BVO has been hiding in very popular sodas and sports drinks marketed squarely at young people with citric flavors for a very long time.
Nearly 35 years ago, the FDA approved BVO as a stabilizer for fruit-flavored drinks to keep citric flavorings from separating from the sugary water and rising to the top. It established a safety limit not to exceed 15 parts per million, “pending the outcome of additional toxicological studies” to be furnished at six-month intervals, that really never happened.
It’s Banned in the EU and Japan
Although North American manufacturers defend the use of BVO in sugary soft drinks, it’s considered a banned substance in Japan and the European Union, who substitute with hydrocolloids, substances that are almost always derived from natural sources.

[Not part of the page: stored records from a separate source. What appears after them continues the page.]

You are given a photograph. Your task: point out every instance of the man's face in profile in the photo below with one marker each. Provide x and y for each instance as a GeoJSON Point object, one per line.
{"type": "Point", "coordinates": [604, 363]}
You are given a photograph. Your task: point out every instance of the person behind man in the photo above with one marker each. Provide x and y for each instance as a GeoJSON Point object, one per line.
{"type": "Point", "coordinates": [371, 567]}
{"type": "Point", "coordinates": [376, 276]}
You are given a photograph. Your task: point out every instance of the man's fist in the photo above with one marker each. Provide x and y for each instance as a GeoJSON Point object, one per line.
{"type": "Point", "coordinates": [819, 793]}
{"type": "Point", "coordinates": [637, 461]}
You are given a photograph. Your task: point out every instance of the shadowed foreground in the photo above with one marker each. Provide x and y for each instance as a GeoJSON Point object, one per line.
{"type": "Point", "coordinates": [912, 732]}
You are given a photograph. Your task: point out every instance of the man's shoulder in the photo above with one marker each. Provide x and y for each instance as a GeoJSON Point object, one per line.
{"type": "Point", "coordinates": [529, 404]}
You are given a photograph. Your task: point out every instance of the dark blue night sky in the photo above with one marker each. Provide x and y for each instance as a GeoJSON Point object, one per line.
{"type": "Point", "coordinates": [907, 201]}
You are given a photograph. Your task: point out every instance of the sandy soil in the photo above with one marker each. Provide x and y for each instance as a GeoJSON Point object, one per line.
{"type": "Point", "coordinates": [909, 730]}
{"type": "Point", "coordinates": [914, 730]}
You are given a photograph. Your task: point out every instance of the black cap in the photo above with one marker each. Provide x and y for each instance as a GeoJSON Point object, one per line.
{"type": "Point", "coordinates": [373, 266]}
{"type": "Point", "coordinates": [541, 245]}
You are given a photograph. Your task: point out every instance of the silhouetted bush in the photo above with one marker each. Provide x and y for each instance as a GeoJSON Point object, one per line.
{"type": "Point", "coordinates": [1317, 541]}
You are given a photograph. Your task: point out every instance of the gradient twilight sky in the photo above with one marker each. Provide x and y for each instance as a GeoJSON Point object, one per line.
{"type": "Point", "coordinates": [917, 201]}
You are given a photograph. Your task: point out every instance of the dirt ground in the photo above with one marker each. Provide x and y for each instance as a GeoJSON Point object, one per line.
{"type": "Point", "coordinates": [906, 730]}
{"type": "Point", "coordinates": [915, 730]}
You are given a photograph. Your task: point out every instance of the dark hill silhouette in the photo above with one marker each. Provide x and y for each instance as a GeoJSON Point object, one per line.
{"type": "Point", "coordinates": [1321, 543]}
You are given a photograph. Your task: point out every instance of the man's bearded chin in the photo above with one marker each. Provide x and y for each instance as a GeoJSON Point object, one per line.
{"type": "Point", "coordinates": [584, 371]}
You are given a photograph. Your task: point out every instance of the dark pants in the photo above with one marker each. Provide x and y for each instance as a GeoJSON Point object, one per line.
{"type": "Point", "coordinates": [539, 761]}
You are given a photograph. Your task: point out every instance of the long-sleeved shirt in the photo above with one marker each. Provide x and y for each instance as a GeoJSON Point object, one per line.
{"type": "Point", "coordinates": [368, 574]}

Of course, soft drink makers that always fight change tooth and nail argue these more natural chemicals aren’t as functional and can’t be substituted for BVO. The real issue for food manufacturers, unfortunately, may be higher costs over health, according to a British scientist.
For your good health, make a New Year’s resolution to drink more fresh water and cut down on the sugary, sweet drinks. Not only does water do a better job of flushing the toxins out of your body — built-up toxins can form new trigger points that cause pain — consuming more of the fresh stuff prevents the dehydration that can lead spinal disc degeneration and herniated discs.